EurekaLabsAI は驚異的なものになるだろう。あなたは本当に最も優れた無私の人の一人です。

天職に就く

OpenAI の創設メンバーであり、元 Tesla の AI サイエンティストは、彼の教育への関わりは「ルービックキューブの YouTubeチュートリアル」から、スタンフォード大学の CS231n(コンピュータビジョンのための10週間のディープラーニングコース)にまで及んでいると語った。彼はまた、独立したゼロからニューラルネットワークを構築する講座「Neural Networks: Zero to Hero」も担当している。

Karpathy 氏は、自身のキャリアを通じて学術研究、実世界の製品、AGI研究に携わってきたが、すべての仕事はパートタイムで、「本業」の傍らで行ってきたに過ぎなかった。

Karpathy 氏は2016年に OpenAI を共同創業した後、当初は2017年に当時の非営利団体を離れ、Tesla の AI シニアディレクターとして Tesla Autopilot のコンピュータビジョンチームを率いていた。その後、2023年に「ChatGPT」がリリースされた直後に OpenAI に再入社し、今年2月に再び退社して以来、フリーエージェントとなっている。

当時、彼は X でこう説明した。

当面の計画は、個人的なプロジェクトに取り組み、どうなるかを見守ることです。
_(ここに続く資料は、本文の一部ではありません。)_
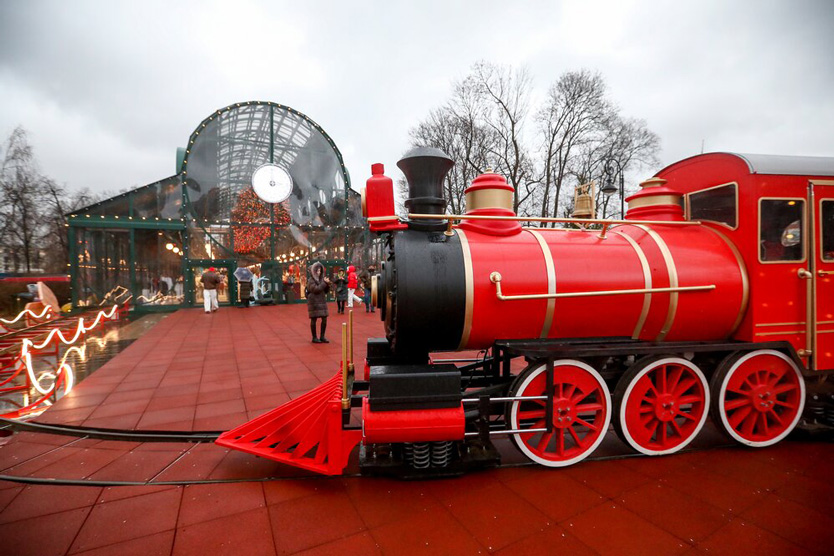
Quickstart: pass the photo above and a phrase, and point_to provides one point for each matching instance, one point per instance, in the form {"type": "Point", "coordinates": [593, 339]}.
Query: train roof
{"type": "Point", "coordinates": [788, 165]}
{"type": "Point", "coordinates": [776, 164]}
しばらく私のことをフォローしてくれている人なら、それがどんなものかわかるかもしれないね。

Karpathy 氏は、AI の名付け親 Fei-Fei Li 氏の指導の下、スタンフォード大学で博士号を取得し、畳み込み/リカレントニューラルネットワーク、コンピュータビジョン、自然言語処理(NLP)、それらの交差点における応用に焦点を当てた。また、著名な AI 研究者 Andrew Ng 氏とも緊密に連携していた。

この AI 指導者は、AIと教育の断面について間違いなく情熱を持っており、次のようにコメントしている。

AI が人間の可能性を高める重要なテクノロジーとなる未来を楽しみにしています。